The White Button Mushrooms in the Rosemary Mushroom Bordelaise are a natural aromatase inhibitor.  Research as shown that White button mushrooms (Agaricus bisporous) are a potential breast cancer chemopreventive agent, as they suppress aromatase activity and estrogen biosynthesis.  For men, this also means that Button Mushrooms help to keep testosterone from converting to estrogen.  


For Roast
  • 1 whole Beef Tenderloin (4-5 lbs) trimmed of all silver skin
  • 1/2 Cup Olive Oil
  • 4 Cloves Garlic (minced or pressed)
  • 1 Tbsp. Finely Minced Fresh Rosemary Leaves
  • Salt and Pepper

For Sauce
  • 1 28-oz Carton Reduced Sodium Beef Stock
  • 2 cloves Garlic (left whole and smashed with the back of a knife)
  • 1 lb. White Button Mushrooms (cleaned and sliced or quartered)
  • ½ Cup Dry White Wine
  • ½ Cup Dry Red Wine
  • 2 T. Cornstarch dissolved in ¼ Cup Cold Water
  • 2 tsp. Finely Minced Fresh Rosemary Leaves
  • ½ tsp. Salt
  • ½ tsp. Fresh Ground Black Pepper


  1. One day ahead, combine 4 cloves of minced garlic and the 1/2 Cup of olive oil into a small cup or bowl.  Allow the garlic to infuse the olive oil at room temperature overnight.
  2. Into a small saucepan combine the beef stock and 2 smashed garlic cloves and gently reduce over medium heat until liquid is reduced to 1-1/2 cups.  This step can be prepared a day or more in advance, and the reduced beef stock refrigerated in a covered container until ready to use.
  3. Brush the beef tenderloin with HALF the garlic infused oil including half the minced garlic bits.  Sprinkle all sides of roast with the 1 Tbsp. minced rosemary leaves, salt and plenty of fresh ground black pepper to taste.  Place roast diagonally in a shallow roasting pan.  Tuck the thin end under for even cooking.  Cover tightly with plastic wrap and refrigerate.  Remove the roast from the refrigerator and let stand at room temperature for 45 minutes prior to roasting. 

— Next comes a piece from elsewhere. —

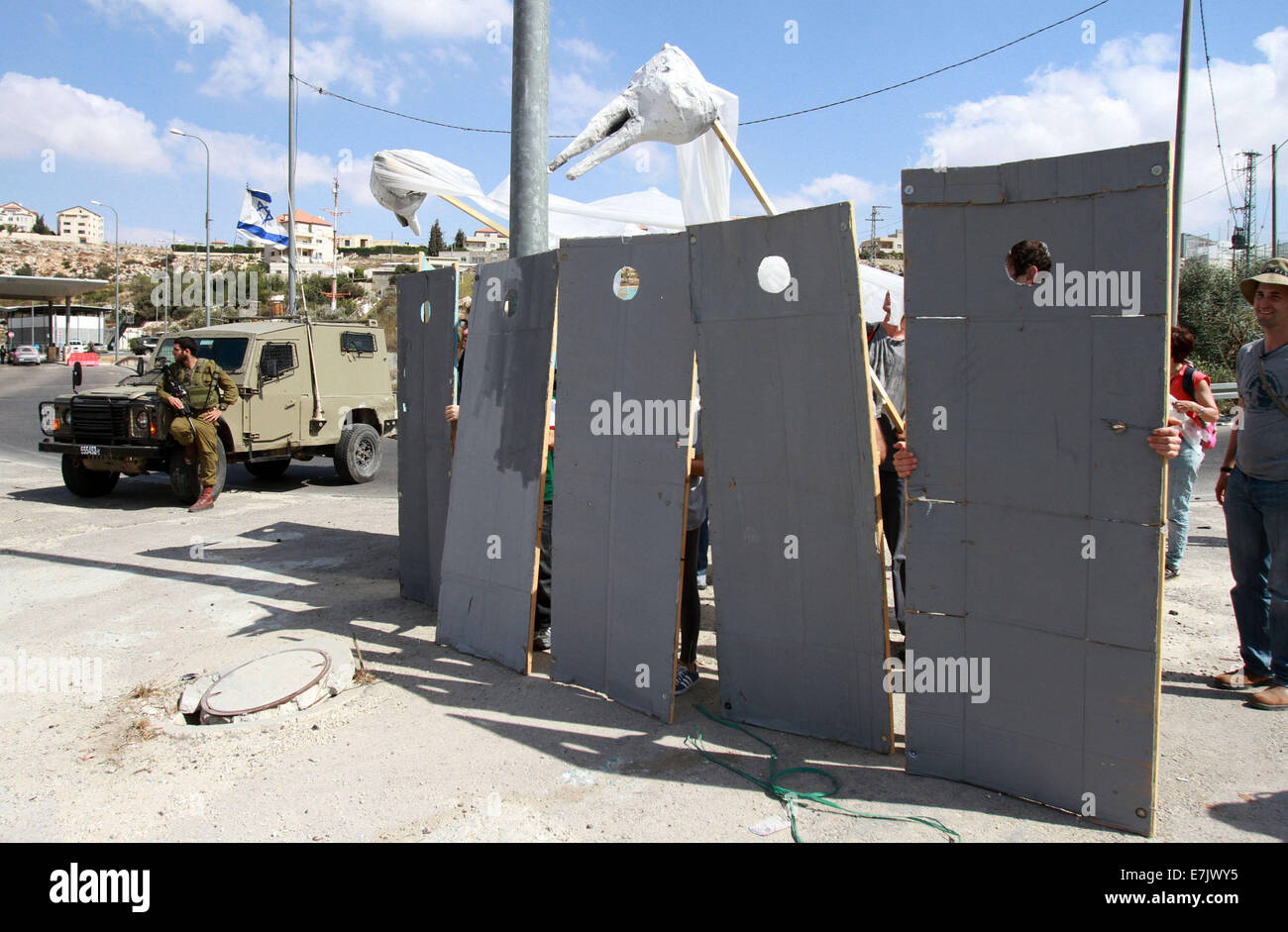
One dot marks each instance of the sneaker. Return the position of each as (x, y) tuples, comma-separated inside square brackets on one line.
[(686, 679)]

  4. Preheat oven to 500 degrees F.  Roast for 20 minutes without disturbing.  Lower oven temperature to 375 degrees and continue roasting for another 12-15 minutes until a meat thermometer inserted into thickest part registers 135 degrees for rare.  Note that the thickest part of the roast will be rare, while the remainder of the roast will be more medium rare, and the thinner ends will be medium.

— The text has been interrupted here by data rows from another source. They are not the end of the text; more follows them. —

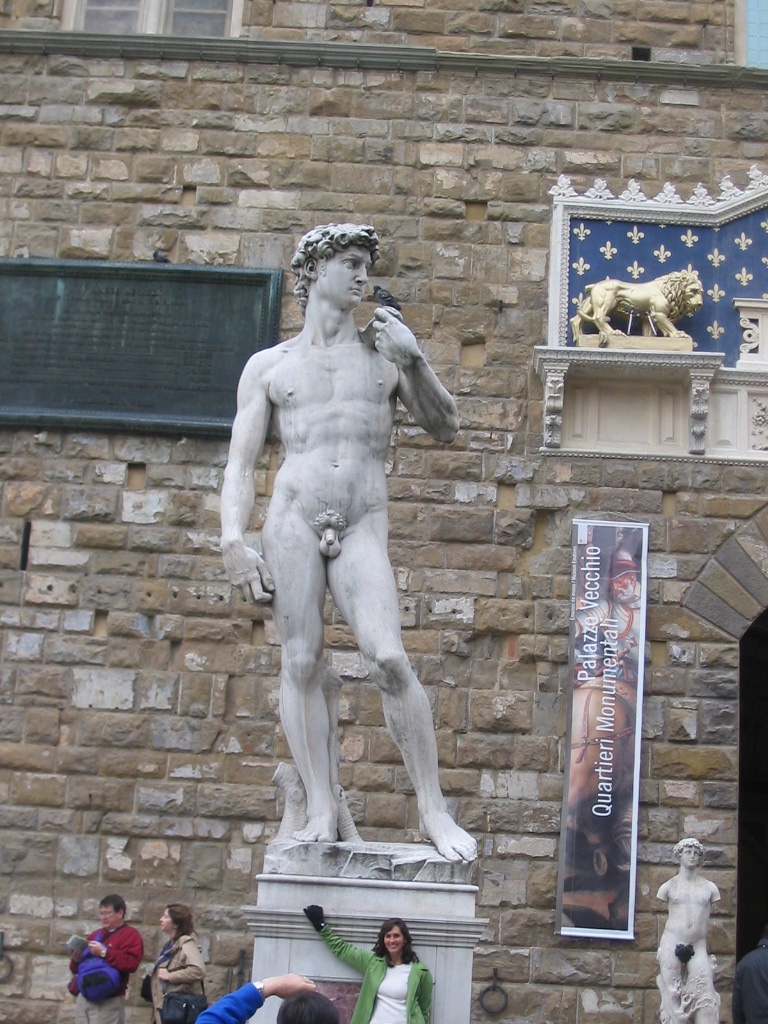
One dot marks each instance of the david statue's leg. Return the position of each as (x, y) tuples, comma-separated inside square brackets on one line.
[(410, 720), (363, 586), (304, 715), (297, 608)]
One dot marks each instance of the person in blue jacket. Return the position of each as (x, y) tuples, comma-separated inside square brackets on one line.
[(303, 1005), (396, 986)]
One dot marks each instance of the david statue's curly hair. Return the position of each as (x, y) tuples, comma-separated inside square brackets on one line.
[(325, 242)]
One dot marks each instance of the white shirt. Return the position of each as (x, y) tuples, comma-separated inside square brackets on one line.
[(389, 1007)]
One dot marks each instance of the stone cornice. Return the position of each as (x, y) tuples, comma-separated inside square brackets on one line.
[(377, 57)]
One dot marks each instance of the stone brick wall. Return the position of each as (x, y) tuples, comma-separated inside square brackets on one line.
[(139, 728), (686, 30)]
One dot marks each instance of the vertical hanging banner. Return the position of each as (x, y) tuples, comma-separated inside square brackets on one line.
[(598, 832)]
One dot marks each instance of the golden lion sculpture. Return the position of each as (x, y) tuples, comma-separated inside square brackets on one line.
[(655, 304)]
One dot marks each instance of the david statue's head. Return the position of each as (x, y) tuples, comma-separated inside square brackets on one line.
[(325, 243)]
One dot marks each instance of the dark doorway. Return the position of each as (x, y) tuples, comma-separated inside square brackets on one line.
[(752, 900)]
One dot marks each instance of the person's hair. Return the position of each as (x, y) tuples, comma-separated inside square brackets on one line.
[(309, 1008), (324, 243), (684, 844), (180, 914), (409, 953), (115, 901)]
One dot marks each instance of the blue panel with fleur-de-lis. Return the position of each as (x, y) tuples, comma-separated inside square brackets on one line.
[(731, 261)]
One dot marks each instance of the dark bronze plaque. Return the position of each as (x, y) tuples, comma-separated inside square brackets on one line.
[(129, 346)]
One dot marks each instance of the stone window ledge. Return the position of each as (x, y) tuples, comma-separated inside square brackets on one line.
[(608, 376)]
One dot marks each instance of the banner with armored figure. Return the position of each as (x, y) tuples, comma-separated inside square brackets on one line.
[(598, 846)]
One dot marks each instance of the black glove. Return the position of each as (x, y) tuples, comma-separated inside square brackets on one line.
[(314, 913)]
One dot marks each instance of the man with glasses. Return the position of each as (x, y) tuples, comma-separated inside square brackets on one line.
[(120, 947)]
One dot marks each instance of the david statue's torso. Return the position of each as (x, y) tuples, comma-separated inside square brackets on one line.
[(333, 411)]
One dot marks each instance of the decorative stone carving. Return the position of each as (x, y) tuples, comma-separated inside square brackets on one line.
[(699, 409), (654, 304), (694, 372), (686, 978), (753, 321)]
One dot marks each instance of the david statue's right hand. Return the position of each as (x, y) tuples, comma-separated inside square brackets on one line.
[(247, 569)]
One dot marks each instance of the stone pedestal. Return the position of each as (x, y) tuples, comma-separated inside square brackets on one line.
[(360, 885)]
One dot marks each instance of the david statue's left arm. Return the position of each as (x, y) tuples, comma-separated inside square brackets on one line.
[(419, 390)]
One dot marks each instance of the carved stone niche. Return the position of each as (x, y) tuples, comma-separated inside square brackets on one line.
[(753, 320), (617, 401)]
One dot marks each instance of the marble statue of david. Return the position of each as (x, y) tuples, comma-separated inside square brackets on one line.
[(330, 398)]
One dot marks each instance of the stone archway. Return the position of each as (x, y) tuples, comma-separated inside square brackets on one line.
[(731, 593)]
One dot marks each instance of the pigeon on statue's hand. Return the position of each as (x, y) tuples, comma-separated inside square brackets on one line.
[(385, 298), (315, 915)]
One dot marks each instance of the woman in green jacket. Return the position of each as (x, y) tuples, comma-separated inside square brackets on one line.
[(396, 986)]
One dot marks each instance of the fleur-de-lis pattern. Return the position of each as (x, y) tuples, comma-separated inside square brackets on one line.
[(581, 267), (582, 231), (636, 270), (730, 258)]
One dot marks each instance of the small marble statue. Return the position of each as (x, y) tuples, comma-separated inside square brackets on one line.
[(653, 306), (686, 972), (330, 395)]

  5. Remove roast from oven and tent with foil.  Allow the roast to rest 20 minutes before slicing.  If you don’t rest the tenderloin, when sliced, all the meat juices will end up on your cutting board and kitchen floor, rather than infused within the meat.  Your finished roast will be dry and ugly.  Always rest all cooked meats and poultry prior to slicing or plating. 
  6. Make the sauce:    In a large skillet or sauté pan, sauté the mushrooms in remaining olive oil/garlic mixture from step  1, until the mushrooms begin to give up their liquid.  Add the wines and the reduced beef stock, rosemary, salt, and pepper.  Bring to a gentle boil, and then whisk in the cornstarch mixture.  Gently simmer about 5 minutes longer or until the sauce is slightly thickened and satiny.